Q. There are 35000 students at the university. Each of them takes four(distinct) courses. The university offers 999 different courses. When a student who has taken a course in discrete mathematics learned that the largest classroom holds only 135 students, she realized that there is problem. What is the problem?
Sol. There are 999 different courses and 35000 students, then
ceiling(35000/999) = 36, must take same course.
Now, since students have to take 4 distinct courses, there are at-least 144 students in a set(of 4 different courses).
And so, the problem is, when Discrete Mathematics class scheduled, there will not be enough room in the class for student to sit.

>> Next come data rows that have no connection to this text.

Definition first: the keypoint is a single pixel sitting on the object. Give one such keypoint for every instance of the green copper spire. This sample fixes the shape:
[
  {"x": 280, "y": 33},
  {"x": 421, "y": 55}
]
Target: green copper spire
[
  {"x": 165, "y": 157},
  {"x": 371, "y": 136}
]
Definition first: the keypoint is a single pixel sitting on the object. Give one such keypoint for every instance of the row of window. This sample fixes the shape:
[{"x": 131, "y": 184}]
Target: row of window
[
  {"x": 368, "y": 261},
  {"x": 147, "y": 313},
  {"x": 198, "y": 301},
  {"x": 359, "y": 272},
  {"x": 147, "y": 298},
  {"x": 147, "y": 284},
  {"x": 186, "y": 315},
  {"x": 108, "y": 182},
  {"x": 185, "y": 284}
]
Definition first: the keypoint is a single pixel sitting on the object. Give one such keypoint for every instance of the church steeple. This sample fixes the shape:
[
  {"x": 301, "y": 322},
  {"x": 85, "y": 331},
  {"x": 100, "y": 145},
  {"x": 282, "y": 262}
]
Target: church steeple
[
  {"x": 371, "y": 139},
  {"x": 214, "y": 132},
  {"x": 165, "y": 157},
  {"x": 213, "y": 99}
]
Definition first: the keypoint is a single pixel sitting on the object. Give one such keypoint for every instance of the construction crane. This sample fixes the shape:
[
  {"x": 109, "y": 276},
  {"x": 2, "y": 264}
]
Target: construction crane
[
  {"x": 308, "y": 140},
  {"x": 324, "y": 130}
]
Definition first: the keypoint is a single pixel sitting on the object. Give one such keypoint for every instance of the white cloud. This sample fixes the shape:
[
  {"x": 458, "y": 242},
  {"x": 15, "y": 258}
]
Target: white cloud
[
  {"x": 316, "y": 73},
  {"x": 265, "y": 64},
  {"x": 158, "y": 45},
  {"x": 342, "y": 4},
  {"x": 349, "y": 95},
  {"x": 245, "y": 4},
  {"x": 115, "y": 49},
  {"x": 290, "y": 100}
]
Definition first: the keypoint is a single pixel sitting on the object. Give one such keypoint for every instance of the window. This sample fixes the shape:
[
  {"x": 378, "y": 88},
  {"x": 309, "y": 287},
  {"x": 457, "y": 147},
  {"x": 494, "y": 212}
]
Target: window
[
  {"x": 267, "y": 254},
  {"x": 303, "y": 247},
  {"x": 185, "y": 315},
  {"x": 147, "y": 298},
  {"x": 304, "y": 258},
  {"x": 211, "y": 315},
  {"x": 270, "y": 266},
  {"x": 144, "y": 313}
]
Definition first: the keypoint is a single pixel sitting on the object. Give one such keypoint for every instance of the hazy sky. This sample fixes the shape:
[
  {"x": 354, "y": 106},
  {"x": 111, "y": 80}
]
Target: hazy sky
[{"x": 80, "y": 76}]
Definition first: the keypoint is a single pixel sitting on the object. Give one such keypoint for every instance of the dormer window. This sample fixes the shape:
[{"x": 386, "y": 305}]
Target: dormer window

But, I'm not convinced, here is another argument(which i am going to present by a smaller set of data), which makes me think my above argument is false,
Example: Let, there are 50 students and a student takes 4 distinct courses out of 6 courses.
Now, total number of different set of 4 distinct courses which can be formed are, C(6,4) = 15.

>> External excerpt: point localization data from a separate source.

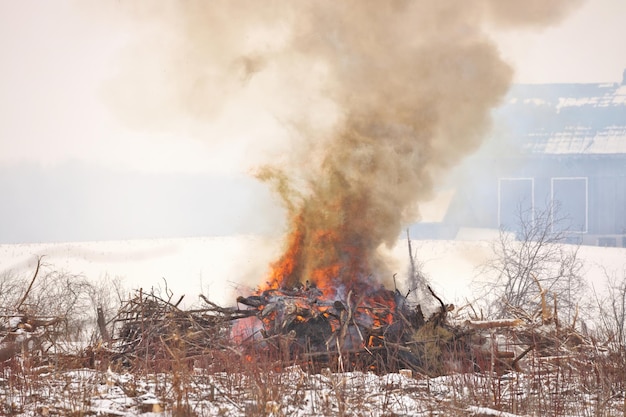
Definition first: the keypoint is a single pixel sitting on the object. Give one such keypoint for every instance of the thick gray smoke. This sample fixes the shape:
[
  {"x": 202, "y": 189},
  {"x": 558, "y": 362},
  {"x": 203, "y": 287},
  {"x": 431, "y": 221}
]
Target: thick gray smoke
[{"x": 380, "y": 99}]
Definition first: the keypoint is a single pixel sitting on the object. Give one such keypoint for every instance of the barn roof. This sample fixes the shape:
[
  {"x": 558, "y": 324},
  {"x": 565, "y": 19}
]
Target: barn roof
[{"x": 566, "y": 119}]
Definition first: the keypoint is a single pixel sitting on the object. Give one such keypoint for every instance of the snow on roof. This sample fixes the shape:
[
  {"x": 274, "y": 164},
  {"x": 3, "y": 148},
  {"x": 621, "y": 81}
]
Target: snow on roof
[{"x": 581, "y": 119}]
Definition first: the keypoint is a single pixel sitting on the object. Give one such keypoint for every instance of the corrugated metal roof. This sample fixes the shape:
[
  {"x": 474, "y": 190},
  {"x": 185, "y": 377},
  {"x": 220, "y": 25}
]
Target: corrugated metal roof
[{"x": 567, "y": 118}]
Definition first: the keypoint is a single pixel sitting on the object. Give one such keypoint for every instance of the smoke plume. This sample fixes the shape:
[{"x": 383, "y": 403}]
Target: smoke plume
[{"x": 379, "y": 100}]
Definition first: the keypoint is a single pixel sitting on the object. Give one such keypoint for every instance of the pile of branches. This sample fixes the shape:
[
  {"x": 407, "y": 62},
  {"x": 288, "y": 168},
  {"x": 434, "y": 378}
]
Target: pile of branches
[
  {"x": 150, "y": 331},
  {"x": 389, "y": 336},
  {"x": 23, "y": 329}
]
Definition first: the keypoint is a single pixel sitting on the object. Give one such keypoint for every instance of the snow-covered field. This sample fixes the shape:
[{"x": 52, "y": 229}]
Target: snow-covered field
[{"x": 224, "y": 267}]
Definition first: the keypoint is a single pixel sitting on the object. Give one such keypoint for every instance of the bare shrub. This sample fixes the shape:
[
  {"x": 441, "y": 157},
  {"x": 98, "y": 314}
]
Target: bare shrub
[{"x": 536, "y": 258}]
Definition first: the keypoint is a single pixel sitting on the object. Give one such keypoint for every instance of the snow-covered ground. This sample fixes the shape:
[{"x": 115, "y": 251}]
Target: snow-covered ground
[{"x": 224, "y": 267}]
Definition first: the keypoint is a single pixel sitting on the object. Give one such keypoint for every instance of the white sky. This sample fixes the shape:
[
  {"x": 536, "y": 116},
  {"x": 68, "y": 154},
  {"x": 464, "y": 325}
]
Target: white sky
[{"x": 54, "y": 58}]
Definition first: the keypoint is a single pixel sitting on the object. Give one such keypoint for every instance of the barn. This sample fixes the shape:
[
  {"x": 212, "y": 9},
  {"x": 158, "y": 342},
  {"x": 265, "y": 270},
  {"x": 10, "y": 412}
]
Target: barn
[{"x": 554, "y": 147}]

Now, by Pigeonhole Principle, there are at-least 3 students which will take a set of courses.
Now, total number of sets which contains Discrete mathematics are, C(5,3) = 10.
Which assert that, there are at-least 30 students which converges, when Discrete mathematics class scheduled.
Now, the things is, what if, there are only 3 or 4 or, in general less than 6 students?
That means, we cannot predict that what is the least value of student attending the class.
Which is actually the case in the original question. If i try to solve it by the approach mentioned in example.
Thanks.
There is $35000\times 4=140000$ elections. Now, we have $140000/999=140,14014$ students in at least one course, in particular, the greater.